The proposed treaty raises several other very serious concerns as well. First, it could be interpreted to grant broadcasters and cablecasters the rights to control how their transmissions may be handled within a user's home or personal network -- including whether home electronics devices may record, retransmit, or otherwise manipulate the signals. Such an interpretation would put broadcasters and cablecasters in a position to approve or reject the use of innovative consumer electronics devices such as those made by TiVo or Slingbox - and thus to prevent the rise of innovative but disruptive new consumer technologies. It also would amount to an end run around the landmark 1984 Sony Betamax case, which held that the movie studios could not control the sale and use of VCRs.

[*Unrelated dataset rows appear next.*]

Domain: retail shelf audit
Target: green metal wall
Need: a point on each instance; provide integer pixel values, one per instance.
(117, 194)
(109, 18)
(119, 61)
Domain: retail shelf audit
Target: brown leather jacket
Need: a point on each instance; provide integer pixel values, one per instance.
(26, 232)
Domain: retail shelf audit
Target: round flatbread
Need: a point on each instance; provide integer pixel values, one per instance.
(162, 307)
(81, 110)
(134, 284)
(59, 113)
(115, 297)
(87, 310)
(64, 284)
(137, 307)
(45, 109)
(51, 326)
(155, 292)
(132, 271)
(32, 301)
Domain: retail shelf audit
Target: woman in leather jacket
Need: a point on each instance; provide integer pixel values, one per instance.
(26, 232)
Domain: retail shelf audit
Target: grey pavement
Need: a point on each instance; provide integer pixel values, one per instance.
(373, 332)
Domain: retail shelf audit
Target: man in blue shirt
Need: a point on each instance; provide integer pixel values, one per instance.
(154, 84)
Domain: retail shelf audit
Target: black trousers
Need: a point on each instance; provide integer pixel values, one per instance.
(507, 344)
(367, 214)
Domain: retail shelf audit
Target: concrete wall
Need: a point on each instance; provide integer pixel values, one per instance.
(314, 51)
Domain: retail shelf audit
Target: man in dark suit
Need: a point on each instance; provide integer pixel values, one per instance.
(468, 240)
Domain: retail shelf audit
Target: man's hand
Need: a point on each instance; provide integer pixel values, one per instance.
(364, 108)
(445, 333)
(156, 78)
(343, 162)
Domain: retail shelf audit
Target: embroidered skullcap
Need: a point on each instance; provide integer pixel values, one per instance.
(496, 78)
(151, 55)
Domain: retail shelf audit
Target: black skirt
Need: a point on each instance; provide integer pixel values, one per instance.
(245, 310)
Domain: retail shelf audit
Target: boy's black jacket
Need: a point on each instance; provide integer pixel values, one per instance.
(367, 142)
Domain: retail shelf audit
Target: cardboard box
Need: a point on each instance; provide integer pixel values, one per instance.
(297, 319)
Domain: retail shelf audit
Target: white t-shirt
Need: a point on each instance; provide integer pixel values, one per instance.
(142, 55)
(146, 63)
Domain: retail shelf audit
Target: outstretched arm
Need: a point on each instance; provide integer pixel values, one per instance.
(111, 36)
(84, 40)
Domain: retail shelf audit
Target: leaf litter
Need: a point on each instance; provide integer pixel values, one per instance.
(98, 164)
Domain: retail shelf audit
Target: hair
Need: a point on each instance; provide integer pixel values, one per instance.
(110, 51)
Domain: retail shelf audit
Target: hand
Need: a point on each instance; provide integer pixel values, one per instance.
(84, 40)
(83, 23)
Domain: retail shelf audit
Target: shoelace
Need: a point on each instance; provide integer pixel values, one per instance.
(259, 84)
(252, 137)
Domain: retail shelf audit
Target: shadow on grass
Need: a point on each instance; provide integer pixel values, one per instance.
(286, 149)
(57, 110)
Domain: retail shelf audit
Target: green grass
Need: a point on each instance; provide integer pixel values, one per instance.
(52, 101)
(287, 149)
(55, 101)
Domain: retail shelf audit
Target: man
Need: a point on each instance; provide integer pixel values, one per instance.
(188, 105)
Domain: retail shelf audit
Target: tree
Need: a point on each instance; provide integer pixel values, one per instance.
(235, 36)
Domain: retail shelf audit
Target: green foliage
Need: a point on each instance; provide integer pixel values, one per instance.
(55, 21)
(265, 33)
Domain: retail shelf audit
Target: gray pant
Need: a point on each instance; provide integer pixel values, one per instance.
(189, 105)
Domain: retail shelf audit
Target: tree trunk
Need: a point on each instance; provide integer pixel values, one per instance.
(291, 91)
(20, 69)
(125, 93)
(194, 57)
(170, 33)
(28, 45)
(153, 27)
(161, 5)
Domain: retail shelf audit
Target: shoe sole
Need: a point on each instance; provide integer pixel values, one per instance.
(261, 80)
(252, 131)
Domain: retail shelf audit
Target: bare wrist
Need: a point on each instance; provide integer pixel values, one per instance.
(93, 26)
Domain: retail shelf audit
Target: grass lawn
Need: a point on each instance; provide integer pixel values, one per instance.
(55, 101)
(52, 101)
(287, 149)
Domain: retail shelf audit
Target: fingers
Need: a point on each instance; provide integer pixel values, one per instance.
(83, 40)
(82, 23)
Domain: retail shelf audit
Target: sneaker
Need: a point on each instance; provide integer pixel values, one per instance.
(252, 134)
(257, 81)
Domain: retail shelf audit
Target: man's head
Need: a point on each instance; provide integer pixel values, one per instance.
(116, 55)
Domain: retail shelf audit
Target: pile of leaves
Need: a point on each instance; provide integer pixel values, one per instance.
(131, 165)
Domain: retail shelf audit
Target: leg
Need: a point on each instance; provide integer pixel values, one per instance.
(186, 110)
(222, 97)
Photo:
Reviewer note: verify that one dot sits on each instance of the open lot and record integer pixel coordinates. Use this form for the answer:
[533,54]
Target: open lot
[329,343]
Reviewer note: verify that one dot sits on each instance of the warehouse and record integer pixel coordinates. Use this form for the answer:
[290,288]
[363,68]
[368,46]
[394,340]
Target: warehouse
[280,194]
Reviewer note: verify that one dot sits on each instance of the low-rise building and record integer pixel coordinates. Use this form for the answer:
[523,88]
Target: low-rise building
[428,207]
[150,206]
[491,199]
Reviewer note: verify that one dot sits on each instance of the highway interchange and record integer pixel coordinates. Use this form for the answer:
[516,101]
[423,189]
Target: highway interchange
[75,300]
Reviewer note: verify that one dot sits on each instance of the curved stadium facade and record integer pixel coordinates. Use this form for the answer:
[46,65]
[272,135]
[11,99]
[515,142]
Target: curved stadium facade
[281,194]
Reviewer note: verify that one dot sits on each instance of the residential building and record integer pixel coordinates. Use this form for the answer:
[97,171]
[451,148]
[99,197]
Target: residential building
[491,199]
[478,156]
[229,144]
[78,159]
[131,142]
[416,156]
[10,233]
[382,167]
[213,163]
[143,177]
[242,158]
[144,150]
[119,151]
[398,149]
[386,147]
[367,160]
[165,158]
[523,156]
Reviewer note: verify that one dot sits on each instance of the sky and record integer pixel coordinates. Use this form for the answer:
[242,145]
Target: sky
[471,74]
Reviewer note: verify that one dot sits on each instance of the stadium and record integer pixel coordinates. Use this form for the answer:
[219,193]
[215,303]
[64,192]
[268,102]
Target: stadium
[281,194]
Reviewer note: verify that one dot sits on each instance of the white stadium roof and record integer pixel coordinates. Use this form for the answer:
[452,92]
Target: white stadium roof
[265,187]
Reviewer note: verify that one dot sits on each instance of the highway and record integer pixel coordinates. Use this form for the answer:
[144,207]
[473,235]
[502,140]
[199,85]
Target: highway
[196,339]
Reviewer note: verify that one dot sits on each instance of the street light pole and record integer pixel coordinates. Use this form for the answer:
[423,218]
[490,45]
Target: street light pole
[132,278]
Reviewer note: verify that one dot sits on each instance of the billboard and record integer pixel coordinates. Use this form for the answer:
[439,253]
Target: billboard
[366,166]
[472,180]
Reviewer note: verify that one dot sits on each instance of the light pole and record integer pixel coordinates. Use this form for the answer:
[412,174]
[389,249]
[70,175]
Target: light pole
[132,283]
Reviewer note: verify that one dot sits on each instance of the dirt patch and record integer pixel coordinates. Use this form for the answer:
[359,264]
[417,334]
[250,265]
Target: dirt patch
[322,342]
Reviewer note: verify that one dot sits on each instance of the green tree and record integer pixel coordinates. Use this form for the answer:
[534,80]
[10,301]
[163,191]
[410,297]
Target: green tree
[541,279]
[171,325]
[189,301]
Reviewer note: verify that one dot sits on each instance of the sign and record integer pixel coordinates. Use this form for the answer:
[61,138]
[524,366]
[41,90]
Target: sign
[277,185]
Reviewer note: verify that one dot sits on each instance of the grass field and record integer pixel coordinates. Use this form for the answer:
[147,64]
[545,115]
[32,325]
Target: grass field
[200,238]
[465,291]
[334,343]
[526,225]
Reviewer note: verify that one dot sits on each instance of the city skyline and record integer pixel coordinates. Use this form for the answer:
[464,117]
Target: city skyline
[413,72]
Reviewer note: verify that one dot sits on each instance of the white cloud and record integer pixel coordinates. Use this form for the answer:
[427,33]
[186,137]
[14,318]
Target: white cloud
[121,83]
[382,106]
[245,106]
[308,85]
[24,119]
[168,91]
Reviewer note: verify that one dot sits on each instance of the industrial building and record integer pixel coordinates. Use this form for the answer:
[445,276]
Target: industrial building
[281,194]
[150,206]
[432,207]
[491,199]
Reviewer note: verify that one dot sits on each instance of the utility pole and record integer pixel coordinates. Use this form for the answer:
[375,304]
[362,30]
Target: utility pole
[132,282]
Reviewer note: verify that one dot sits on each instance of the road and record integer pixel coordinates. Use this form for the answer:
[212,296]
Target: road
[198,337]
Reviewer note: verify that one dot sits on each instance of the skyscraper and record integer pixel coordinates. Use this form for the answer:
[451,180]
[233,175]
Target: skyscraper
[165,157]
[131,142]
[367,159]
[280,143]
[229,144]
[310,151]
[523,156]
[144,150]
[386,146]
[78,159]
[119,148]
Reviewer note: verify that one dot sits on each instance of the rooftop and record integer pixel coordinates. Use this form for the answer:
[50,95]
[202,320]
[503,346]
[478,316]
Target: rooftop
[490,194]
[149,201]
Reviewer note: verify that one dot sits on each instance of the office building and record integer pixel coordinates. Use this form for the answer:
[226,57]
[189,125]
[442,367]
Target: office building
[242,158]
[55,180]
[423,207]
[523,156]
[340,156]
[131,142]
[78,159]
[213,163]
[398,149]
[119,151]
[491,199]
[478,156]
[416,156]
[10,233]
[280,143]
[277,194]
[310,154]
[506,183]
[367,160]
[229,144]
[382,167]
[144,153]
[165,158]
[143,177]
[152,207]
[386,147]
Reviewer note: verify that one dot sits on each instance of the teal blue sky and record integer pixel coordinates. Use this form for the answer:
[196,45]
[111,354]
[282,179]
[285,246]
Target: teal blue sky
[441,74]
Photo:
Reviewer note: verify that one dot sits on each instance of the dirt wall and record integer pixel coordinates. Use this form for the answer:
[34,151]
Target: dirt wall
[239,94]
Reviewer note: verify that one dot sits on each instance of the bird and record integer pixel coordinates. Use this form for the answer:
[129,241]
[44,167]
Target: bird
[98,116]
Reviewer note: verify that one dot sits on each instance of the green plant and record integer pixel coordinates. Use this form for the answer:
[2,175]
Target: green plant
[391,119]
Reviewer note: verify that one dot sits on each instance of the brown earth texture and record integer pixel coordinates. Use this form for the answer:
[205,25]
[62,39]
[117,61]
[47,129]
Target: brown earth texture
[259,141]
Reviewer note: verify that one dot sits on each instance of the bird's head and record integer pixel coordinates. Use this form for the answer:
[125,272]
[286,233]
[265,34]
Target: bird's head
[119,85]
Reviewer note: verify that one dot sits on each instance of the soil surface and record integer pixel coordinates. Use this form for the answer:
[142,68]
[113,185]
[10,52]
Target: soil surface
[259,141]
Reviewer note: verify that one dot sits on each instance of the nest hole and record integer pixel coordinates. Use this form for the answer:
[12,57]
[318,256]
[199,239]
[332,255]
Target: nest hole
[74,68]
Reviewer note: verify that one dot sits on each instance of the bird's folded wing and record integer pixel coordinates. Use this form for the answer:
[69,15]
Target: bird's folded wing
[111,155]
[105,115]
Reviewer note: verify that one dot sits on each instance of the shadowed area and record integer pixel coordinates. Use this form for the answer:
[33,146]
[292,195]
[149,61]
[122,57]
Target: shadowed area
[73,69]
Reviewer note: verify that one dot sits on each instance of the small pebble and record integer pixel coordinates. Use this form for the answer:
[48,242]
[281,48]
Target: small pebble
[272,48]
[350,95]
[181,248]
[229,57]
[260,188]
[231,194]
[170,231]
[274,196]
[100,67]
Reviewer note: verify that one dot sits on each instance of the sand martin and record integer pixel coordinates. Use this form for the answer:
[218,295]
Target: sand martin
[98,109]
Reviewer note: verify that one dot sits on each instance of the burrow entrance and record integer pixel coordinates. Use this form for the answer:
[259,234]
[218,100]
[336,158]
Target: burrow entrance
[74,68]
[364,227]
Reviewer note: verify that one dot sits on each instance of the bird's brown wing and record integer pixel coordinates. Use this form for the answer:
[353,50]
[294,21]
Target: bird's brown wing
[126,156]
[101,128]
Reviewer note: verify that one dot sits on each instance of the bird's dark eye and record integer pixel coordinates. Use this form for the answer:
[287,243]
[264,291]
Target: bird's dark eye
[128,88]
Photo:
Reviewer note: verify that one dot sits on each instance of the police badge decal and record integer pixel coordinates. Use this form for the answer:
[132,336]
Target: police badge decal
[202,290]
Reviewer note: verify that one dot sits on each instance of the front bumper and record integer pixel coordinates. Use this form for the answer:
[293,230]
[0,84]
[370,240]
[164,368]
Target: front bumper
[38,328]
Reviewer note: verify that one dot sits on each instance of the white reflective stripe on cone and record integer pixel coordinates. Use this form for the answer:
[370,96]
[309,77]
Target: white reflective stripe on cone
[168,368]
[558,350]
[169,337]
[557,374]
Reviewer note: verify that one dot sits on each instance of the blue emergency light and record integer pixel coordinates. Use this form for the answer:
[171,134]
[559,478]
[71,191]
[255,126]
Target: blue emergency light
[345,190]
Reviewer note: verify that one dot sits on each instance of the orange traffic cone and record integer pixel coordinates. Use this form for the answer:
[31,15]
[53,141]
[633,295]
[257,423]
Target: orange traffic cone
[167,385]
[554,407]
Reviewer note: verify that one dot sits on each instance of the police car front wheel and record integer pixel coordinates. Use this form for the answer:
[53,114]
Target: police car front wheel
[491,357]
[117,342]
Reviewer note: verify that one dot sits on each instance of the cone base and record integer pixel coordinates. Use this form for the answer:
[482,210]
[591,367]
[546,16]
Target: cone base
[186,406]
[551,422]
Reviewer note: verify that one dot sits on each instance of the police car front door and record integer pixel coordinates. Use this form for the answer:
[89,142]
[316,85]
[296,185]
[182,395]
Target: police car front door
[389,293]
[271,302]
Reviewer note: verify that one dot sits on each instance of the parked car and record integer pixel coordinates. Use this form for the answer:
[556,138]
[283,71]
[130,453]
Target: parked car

Second, the treaty could create a new set of liability risks for technology companies and for Internet intermediaries such as ISPs. In copyright law, the question of when a party may be liable for infringement committed by someone else (secondary liability) has been the subject of considerable legislation and litigation, including the 1998 Digital Millennium Copyright Act (DMCA) and the 2005 Grokster case in the Supreme Court. Creating a new set of rights would raise the specter of a new set of secondary liability questions, with substantial potential for chilling innovation.
Finally, the proposed treaty would require signatory governments to provide effective legal remedies against the circumvention of technical measures used by broadcasters to prevent unauthorized uses of their signals. Such anti-circumvention provisions were enacted in the copyright context as part of the DMCA. Their effect is a matter of substantial debate, with many arguing that the provisions have been used in ways that stymie innovation and competition. Moreover, extending anti-circumvention laws to the broadcasting context raises questions about how technological protection measures (TPMs) for broadcast may be selected and implemented. Because broadcasting is generally highly regulated, there is a risk that governments would choose (and perhaps mandate) specific TPM standards. Government-chosen TPMs can limit innovation and distort markets.
The WIPO committee responsible for the proposed treaty will determine in September whether to recommend the convening of a Diplomatic Conference where an official treaty text for possible adoption would be finalized. If the committee makes this recommendation, it could be put to a vote at the Fall 2006 WIPO General Assembly starting at the end of September. A vote to proceed could result in a Diplomatic Conference in 2007.
Webcasting provisions are currently on a separate and slower track, although this is a topic of active discussion. The U.S. delegation continues to argue that webcasters should get whatever rights are granted to traditional broadcasters and cablecasters.
CDT believes that both congressional scrutiny and additional opportunities for public comment are warranted before further action on the treaty proceeds. The treaty would require substantial changes to U.S. law, and the costs and benefits of such changes need to be carefully considered in a manner that does not appear to have occurred to date.